Seoul: Park Jin-hee remembers the first time that he tried South Korea’s famed "fire chicken noodles.” Huddling with a group of friends in his high school dormitory about a decade ago, each person took turns slurping them down - a competition to see who was the best at tolerating the heat.
"It was so spicy that I cried, but it was also so addictive that I ended up eating it all,” Park, now a 27-year-old nurse and food YouTuber. "And even though I had an upset stomach the next day, I ended up coming back to it again. It’s a magical food.”
The heat level of Buldak ramyeon - the Korean word for ramen - depends on individual tolerance. Its spiciness tends to build in one’s mouth, curbed only by a touch of sweetness or a sprinkle of artificial cheese flavor. What’s not subjective is how hot the noodles are right now - what started in South Korea as a spicy food challenge in the early 2010s has become a nearly ubiquitous junk food at home and a cash cow internationally, a long way from ramyeon’s status as a postwar filler food that the government once had to force the public to eat.
Globally, Buldak has been buoyed by an enduring social media trend where users try it and react on camera.
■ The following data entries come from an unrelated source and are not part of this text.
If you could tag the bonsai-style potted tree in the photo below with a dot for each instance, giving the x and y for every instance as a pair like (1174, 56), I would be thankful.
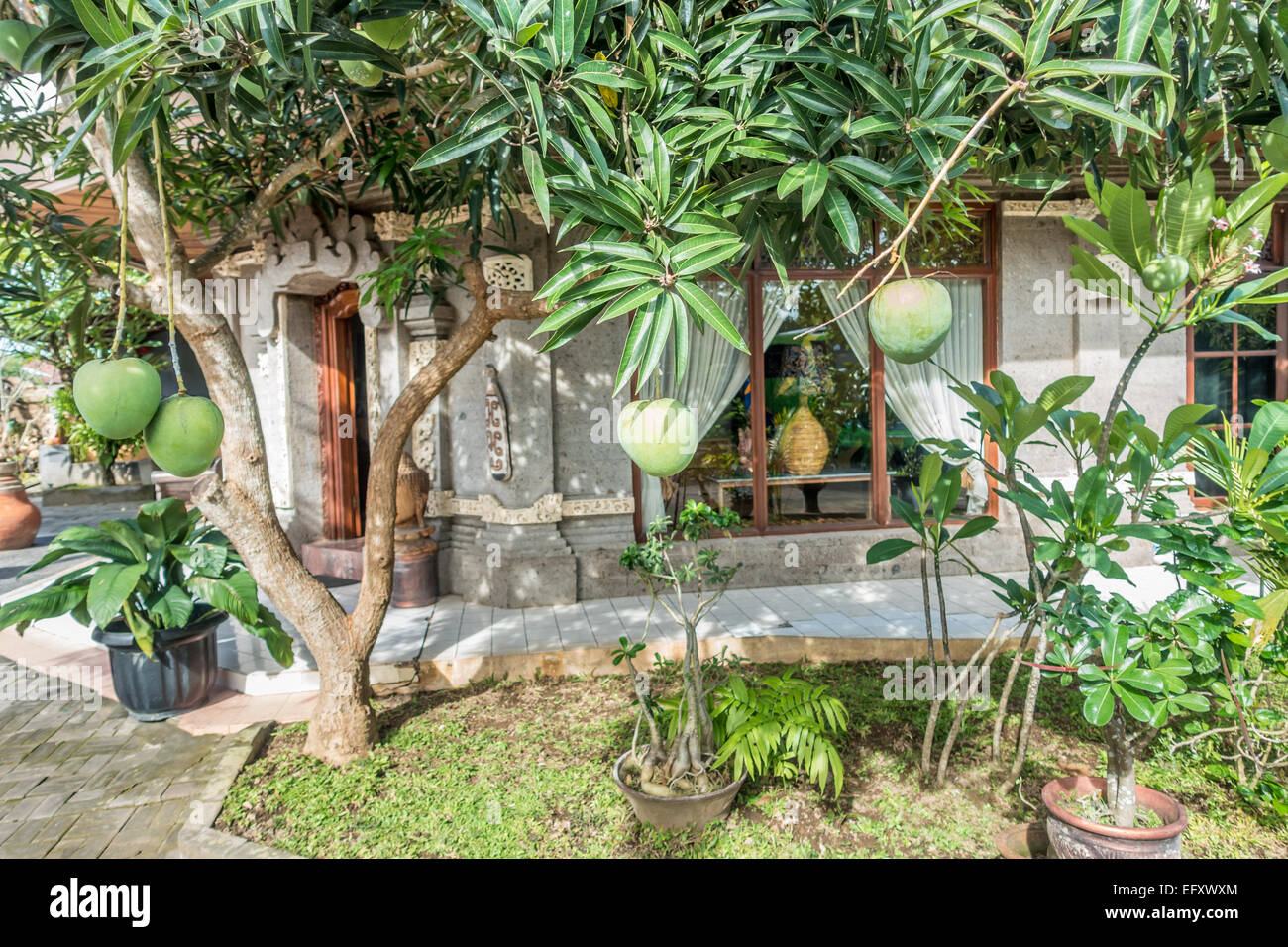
(156, 592)
(715, 735)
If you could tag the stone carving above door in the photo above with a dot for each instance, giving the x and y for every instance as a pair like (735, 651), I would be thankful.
(310, 260)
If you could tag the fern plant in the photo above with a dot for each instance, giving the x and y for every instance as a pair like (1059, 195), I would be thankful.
(781, 727)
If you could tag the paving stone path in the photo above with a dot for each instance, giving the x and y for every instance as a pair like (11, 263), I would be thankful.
(78, 779)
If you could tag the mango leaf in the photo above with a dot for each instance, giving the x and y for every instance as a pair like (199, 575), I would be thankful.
(1063, 392)
(1185, 210)
(458, 146)
(1183, 419)
(1132, 228)
(1269, 427)
(1133, 702)
(974, 527)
The instant noodle brand is tagged in more than 360 million posts on TikTok and has garnered hundreds of millions, if not billions, of views on YouTube. It’s so popular that Denmark’s recent move to ban some of the spiciest Buldak varieties made headlines around the world - though its maker, Samyang, has disputed the Danish calculations, according to South Korean media reports.
And the appetite for Buldak shows no sign of flagging. Samyang announced last year that more than $2.3 billion worth of Buldak products had been sold globally since the brand was launched in 2012. The company recently reported that first-quarter U.S. sales of its products had leaped nearly 210 percent from the previous year - and its stock was catapulted to a record high last month, not long after Cardi B posted a video of herself trying it.